Shovel the excess soil from the hole in a circle around the hole’s edges. Add topsoil to the excess soil to create a water ring that is at least 4 inches deep. Lightly wet the water ring with a garden hose and compact it with the flat side of a hoe.
Water your Manchurian apricot tree in the water ring until the soil is saturated (water no longer soaks into the ground).
Place a 3-foot wooden stake just outside the water ring on any side of the tree. Hammer it into the ground about 6 to 8 inches deep until it is steady when you wiggle it with one hand. Tie cloth tape around the stake and loosely around the tree trunk to stabilize it in high winds.
Manchurian apricot, is the hardiest and can be grown in our colder climate (zone 3). The tree will grow about 10-12 ft. tall, and can live to be 30 years old.

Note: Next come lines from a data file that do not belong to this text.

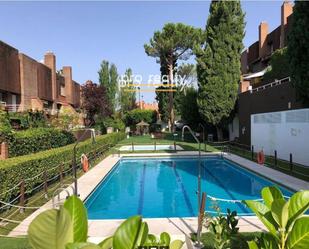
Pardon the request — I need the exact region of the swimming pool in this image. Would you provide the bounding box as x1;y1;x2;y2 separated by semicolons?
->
85;156;293;219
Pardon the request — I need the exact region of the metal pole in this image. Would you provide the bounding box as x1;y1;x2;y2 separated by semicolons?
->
198;143;201;210
290;153;293;171
72;125;95;196
197;192;206;248
251;145;254;160
19;180;25;213
73;146;78;196
274;150;277;167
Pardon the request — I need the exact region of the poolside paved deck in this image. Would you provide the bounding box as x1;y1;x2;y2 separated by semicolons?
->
9;151;308;248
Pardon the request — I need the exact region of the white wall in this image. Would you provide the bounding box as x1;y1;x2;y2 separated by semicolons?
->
251;108;309;166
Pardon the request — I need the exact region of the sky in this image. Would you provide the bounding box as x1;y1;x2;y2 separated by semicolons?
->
0;0;284;102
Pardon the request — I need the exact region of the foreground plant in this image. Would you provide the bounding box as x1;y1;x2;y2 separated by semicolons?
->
243;186;309;249
203;207;239;249
28;195;184;249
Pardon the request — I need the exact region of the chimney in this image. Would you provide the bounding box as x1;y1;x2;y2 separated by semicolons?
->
44;52;57;109
63;66;74;104
280;1;293;48
259;21;269;58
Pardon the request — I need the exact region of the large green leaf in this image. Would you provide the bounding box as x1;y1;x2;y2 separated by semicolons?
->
287;190;309;229
146;234;157;244
98;237;113;249
247;241;259;249
243;200;278;238
160;232;171;246
113;215;142;249
64;195;88;243
170;240;184;249
135;222;149;246
287;216;309;249
66;243;101;249
262;186;284;209
261;233;279;249
271;199;289;228
28;208;73;249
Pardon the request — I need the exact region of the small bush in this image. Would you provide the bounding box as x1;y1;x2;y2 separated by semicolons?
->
125;109;157;126
104;117;125;131
0;132;125;202
0;110;11;137
5;128;76;157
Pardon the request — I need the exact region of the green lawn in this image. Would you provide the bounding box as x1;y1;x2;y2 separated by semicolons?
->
115;132;219;152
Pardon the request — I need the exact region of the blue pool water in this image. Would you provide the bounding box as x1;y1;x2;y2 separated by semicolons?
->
85;157;293;219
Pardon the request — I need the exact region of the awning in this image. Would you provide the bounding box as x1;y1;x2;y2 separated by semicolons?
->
243;69;268;80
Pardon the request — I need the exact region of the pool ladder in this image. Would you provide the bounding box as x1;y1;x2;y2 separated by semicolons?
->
52;184;75;208
181;125;203;247
221;145;230;158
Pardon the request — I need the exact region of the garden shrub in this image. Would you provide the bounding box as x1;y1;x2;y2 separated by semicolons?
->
0;132;125;202
51;106;80;130
5;128;76;157
0;110;11;137
124;109;157;127
104;117;125;131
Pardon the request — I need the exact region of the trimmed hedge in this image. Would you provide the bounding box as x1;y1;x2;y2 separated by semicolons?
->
0;132;125;202
5;128;76;157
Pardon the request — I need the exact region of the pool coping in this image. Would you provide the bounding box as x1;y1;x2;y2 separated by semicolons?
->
119;144;184;151
9;151;308;240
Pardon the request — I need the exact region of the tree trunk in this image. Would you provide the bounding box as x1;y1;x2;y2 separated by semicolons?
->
168;56;174;132
216;126;223;141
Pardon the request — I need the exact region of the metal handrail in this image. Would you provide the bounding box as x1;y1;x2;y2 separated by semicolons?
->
181;125;202;247
251;77;290;93
52;187;72;208
198;123;206;152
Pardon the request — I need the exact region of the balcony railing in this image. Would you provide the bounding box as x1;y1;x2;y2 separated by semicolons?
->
251;77;291;93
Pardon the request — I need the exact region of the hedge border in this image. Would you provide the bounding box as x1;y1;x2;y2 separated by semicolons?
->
0;132;125;202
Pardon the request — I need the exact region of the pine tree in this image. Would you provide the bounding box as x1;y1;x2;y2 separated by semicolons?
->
287;1;309;105
196;0;244;140
145;23;202;131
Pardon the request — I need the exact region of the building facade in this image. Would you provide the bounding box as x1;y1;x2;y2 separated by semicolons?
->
0;40;81;114
137;100;158;112
231;1;305;146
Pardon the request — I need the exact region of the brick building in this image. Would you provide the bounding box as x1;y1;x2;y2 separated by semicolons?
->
136;100;158;112
0;40;81;114
229;1;305;146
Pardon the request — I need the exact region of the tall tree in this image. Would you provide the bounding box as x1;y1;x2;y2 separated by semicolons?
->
98;60;118;113
109;63;118;111
287;1;309;105
177;63;197;91
145;23;202;131
81;81;111;124
119;68;136;114
196;0;244;140
176;87;201;129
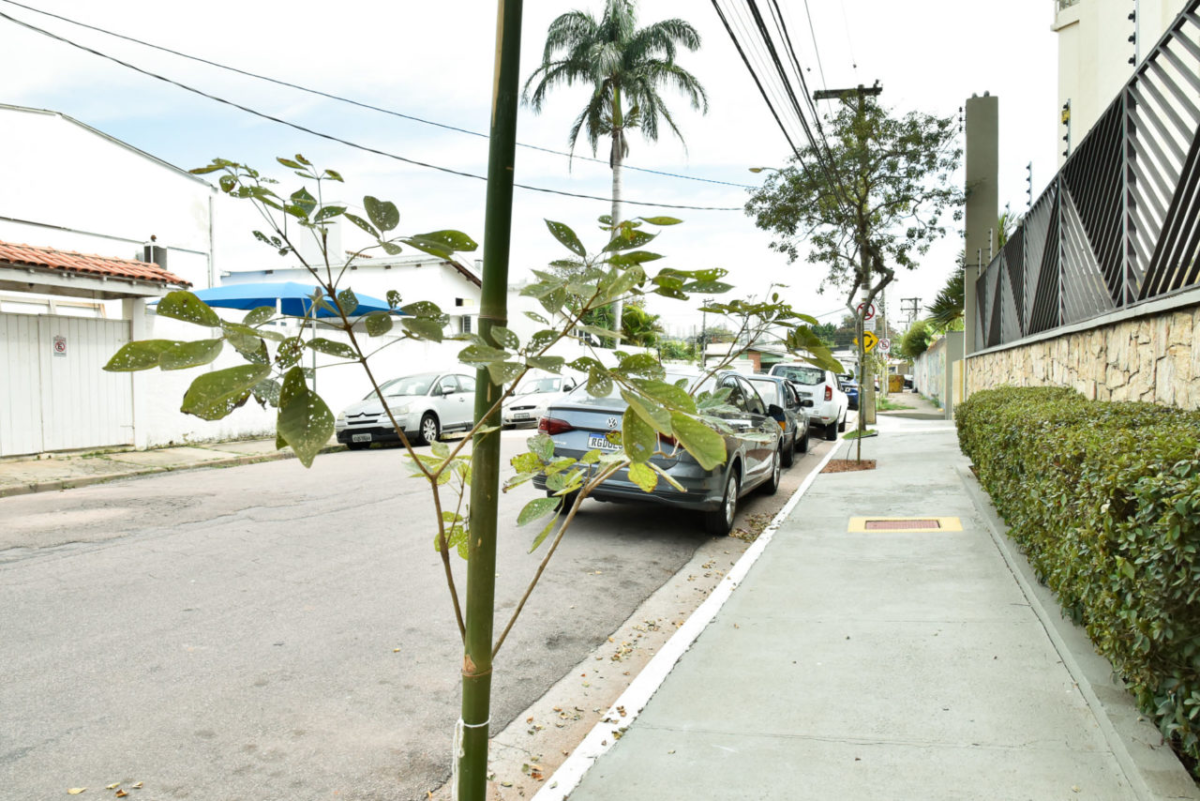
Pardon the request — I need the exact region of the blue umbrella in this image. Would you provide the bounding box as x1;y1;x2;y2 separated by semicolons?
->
189;282;402;318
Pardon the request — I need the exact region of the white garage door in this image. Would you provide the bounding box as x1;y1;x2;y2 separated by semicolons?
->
0;313;134;456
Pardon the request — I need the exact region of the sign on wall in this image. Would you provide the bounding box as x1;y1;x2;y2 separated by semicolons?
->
52;334;67;357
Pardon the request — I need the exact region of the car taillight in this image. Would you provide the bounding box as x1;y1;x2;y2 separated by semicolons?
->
824;385;833;402
538;417;574;435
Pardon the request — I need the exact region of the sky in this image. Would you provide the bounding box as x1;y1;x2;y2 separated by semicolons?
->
1;0;1060;337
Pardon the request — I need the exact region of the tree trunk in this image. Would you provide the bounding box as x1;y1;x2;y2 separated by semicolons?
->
610;130;624;342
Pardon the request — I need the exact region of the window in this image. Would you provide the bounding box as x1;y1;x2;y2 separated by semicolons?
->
438;376;460;395
773;365;824;385
722;377;749;413
739;378;767;415
458;374;476;392
460;315;473;334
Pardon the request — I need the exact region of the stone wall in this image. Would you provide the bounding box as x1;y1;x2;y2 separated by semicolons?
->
966;301;1200;409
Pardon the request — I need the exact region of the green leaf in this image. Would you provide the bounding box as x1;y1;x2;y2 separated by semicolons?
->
364;196;399;232
336;288;359;316
401;317;446;342
608;251;663;267
386;290;402;309
459;344;509;364
104;340;174;371
315;205;346;222
669;412;726;471
222;320;283;342
156;291;221;328
379;241;403;256
530;511;560;552
518;497;559;527
400;300;444;318
682;281;734;294
487;360;524;385
181;364;270;421
529;432;556;462
252;378;281;407
649;461;686;491
526;355;564;373
323;169;344;182
294;153;312;166
305;338;357;359
277;157;304;169
545;220;586;258
525;310;549;325
587;367;613;397
226;332;269;365
364;311;394;336
402;230;479;258
602;229;656;253
344;213;379;238
633;379;697;413
275;336;305;368
628;462;658;493
616;353;665;379
289;187;317;218
623;407;656;464
490;326;520;350
431;440;450;458
597;265;645;304
569;357;605;373
159;339;224;371
637;216;683;226
580;449;601;464
621;390;672;434
243;306;276;326
276;366;334;468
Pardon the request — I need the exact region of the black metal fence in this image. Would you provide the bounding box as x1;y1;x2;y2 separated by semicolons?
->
975;0;1200;350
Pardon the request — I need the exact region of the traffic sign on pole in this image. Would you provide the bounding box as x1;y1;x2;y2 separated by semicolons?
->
862;331;879;352
879;337;891;353
857;302;876;320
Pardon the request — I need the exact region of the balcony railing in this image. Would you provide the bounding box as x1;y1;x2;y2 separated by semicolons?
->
974;0;1200;351
1056;0;1080;12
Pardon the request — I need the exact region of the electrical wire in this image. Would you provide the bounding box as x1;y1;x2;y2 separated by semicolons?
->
0;8;742;212
801;0;829;94
0;0;756;191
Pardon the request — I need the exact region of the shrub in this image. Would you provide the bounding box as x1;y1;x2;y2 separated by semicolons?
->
957;387;1200;760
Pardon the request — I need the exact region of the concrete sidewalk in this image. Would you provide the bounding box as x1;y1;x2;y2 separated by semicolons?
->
0;438;342;498
551;414;1198;800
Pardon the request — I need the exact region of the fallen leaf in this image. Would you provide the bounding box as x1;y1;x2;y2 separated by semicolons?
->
116;792;129;799
68;790;87;796
131;783;143;790
106;785;120;791
393;648;401;653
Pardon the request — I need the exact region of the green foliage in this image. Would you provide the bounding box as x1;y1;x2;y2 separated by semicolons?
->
958;387;1200;764
898;319;935;360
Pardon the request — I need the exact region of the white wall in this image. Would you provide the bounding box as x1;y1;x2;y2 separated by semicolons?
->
0;106;216;289
1054;0;1189;162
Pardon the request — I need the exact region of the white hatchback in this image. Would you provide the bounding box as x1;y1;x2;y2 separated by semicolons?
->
501;374;578;427
768;363;849;441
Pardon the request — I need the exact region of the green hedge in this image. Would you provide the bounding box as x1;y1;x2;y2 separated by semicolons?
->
957;387;1200;759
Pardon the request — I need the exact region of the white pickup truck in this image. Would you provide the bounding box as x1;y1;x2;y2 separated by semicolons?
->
768;363;849;440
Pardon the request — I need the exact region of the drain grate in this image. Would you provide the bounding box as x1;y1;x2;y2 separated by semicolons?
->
847;517;963;533
865;519;940;530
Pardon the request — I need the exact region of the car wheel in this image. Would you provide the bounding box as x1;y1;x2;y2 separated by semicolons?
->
703;467;740;537
781;431;795;468
346;441;370;451
824;422;837;441
762;447;781;496
838;414;847;433
419;413;440;445
797;429;809;455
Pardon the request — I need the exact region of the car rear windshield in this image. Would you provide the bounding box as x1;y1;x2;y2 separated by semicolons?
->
773;366;824;385
748;380;783;406
516;377;561;394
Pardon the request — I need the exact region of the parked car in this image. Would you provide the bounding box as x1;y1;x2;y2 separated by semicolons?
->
533;369;784;536
837;374;860;411
502;374;577;427
745;374;812;467
768;363;849;441
335;371;476;449
903;374;914;390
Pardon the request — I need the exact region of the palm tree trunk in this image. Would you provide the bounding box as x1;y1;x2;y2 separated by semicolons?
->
609;90;625;345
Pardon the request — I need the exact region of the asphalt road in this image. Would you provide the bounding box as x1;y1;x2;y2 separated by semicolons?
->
0;428;833;800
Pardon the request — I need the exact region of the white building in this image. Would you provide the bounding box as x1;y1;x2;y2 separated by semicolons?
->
1053;0;1189;158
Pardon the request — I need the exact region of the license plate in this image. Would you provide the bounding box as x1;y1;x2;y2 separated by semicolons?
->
587;434;619;451
513;413;531;420
351;433;372;443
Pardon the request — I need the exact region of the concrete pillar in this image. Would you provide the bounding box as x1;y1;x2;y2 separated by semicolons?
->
964;93;999;358
122;297;149;449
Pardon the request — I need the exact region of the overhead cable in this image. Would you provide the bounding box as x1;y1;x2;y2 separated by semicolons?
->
0;9;741;212
0;0;755;191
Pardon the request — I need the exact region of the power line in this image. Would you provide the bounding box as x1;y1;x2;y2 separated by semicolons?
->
800;0;829;94
0;9;741;212
0;0;755;191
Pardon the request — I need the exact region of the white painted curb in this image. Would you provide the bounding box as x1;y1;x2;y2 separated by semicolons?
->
532;443;842;801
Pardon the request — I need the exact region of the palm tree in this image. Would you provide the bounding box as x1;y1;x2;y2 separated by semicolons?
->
928;208;1021;328
523;0;708;331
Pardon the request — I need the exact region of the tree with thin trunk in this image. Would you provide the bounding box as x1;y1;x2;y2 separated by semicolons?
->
523;0;708;335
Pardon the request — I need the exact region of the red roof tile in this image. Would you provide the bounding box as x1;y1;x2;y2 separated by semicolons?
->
0;240;191;287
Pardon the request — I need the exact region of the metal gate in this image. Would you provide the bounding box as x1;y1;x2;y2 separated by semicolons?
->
0;313;134;456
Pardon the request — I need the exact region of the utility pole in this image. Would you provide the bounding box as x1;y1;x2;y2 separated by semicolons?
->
458;2;523;800
814;82;882;453
902;297;921;328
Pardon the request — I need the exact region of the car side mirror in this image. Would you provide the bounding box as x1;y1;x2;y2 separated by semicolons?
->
767;403;785;421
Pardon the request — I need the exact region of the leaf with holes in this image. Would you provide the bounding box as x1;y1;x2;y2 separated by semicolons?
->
156;291;221;327
401;317;445;342
315;205;346;222
490;326;520;350
276;366;334;468
243;306;276;326
159;339;224;371
487;360;524;385
363;311;393;336
181;364;270;421
602;229;656;253
307;338;358;359
336;288;359;316
530;511;560;553
623;407;656;464
637;215;683;226
525;310;549;325
633;379;696;413
669;412;726;471
459;344;509;364
400;300;443;318
344;213;379;238
587;367;612;397
621;390;671;434
253;378;281;407
518;497;559;527
545;220;586;257
402;230;478;258
104;339;174;372
289;187;317;218
364;196;399;232
526;355;564;373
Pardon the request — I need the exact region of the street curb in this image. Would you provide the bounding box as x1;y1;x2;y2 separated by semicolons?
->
958;465;1200;801
0;444;346;499
532;442;842;801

It's best to plant at least two of these so that they can cross-pollinate. These trees are very vigorous and they can thrive almost anywhere. In spring, they bear pink flowers that turn into edible 4-5 in. fruits. I would recommend fertilizing the tree after it has reached bearing age. The Manchurian apricot typically produces a good crop of fruit just every other year.
To plant, lay the Manchurian apricot pot on its side on the ground. Slightly lift the pot and pull it from the roots of the tree. You may need to grasp the trunk in one hand and the pot in the other hand and rock the trunk side to side to release the tree and roots.